De derde tegenstelling, die tussen kapitalisme en socialisme, verscherpt zich dus met de economische crisis. Enerzijds verhoogt de noodzaak voor de kapitalisten om het socialisme uit te schakelen. Anderzijds toont het kapitalisme, verstrikt in de eigen tegenstellingen, steeds meer zijn beperkingen. Daardoor vergroot ook de noodzaak om dit systeem omver te werpen en te vervangen door het socialisme. Maar we kunnen niet ontkennen dat de val van de Berlijnse Muur een zware slag was voor de revolutionaire beweging in de hele wereld.

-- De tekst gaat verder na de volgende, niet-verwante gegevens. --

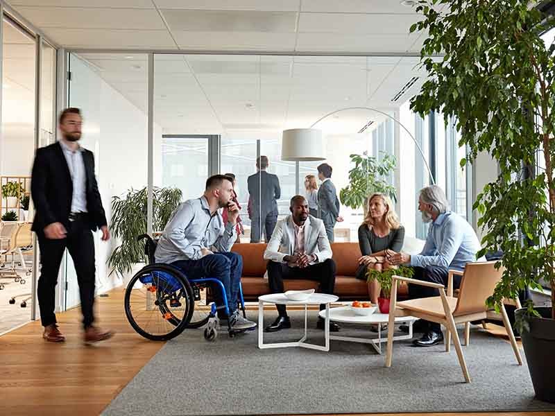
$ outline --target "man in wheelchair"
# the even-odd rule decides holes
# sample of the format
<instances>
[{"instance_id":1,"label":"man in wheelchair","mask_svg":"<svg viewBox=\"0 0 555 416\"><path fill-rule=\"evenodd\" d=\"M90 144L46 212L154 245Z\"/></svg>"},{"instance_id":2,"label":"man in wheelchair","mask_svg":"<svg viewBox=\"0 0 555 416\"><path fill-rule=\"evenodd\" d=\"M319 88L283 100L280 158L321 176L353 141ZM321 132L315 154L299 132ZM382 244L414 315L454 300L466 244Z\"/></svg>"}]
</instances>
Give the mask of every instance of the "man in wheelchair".
<instances>
[{"instance_id":1,"label":"man in wheelchair","mask_svg":"<svg viewBox=\"0 0 555 416\"><path fill-rule=\"evenodd\" d=\"M256 324L243 317L237 309L243 259L230 250L237 238L235 225L239 208L232 201L233 183L230 177L214 175L206 181L203 196L191 199L171 214L155 257L157 263L166 263L183 270L189 279L214 277L225 288L229 316L225 313L223 294L214 291L221 326L229 324L232 329L245 330ZM218 210L228 210L224 224Z\"/></svg>"}]
</instances>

5.4. De conflicten tussen imperialisten verscherpen zich
Tenslotte nemen ook de tegenstellingen tussen de imperialisten onderling toe. Natuurlijk is de wereldburgerij het eens over de manier om de drie eerste tegenstellingen op te lossen. Zij is voor een grotere uitbuiting van de arbeiders, zij wil een grotere meerwaarde uit de derde wereld persen en zij wil komaf maken met de voorbeelden van socialisme. Maar wie zal daarvan profiteren? Hier komt de strijd tussen de monopolies en tussen de staten die hen steunen op de proppen. Door de economische crisis krimpt de taart waarvan elke kapitalist een groter deel wil hebben ten koste van zijn concurrenten. Dit conflict kan gewelddadig vormen aannemen en met militaire middelen zijn beslag krijgen zoals tijdens beide wereldoorlogen.
Het geval van Irak is opnieuw tekenend. Europa gaat akkoord met de Verenigde Staten om zijn inkomsten te vergroten op de rug van de derde wereld. Daarover zijn ze het roerend eens. Maar Europa ziet de Amerikaanse tussenkomst als een poging om de hegemonistische visie van de Amerikanen aan de hele planeet op te leggen. Terzelfdertijd ziet het de mogelijkheid om zich in dat gebied in te planten ten koste van de Engelse en Amerikaanse multinationals. Daarom steunen zij over het algemeen niet de militaire acties van
Clinton. Zo toont Europa haar oppositie tegen de Amerikaanse hegemonie en biedt zij zich aan als een potentieel alternatief, als een zachter en minder oorlogszuchtig imperialisme (wat zeker niet waar is, denk maar aan de manier waarop de Europese landen de wereld gekoloniseerd hebben). Aan de andere kant bereidt zij het terrein voor om binnen te dringen op de petroleummarkten van het Midden-Oosten. De Franse multinational Total heeft al een concessie in Iran gekregen en sloot een akkoord met Irak. Op die manier hoopt Europa op termijn Washington te vervangen in deze zone die sinds 50 jaar onder Amerikaanse controle staat. Zo verscherpen de tegenstellingen tussen de imperialistische landen met de economische crisis.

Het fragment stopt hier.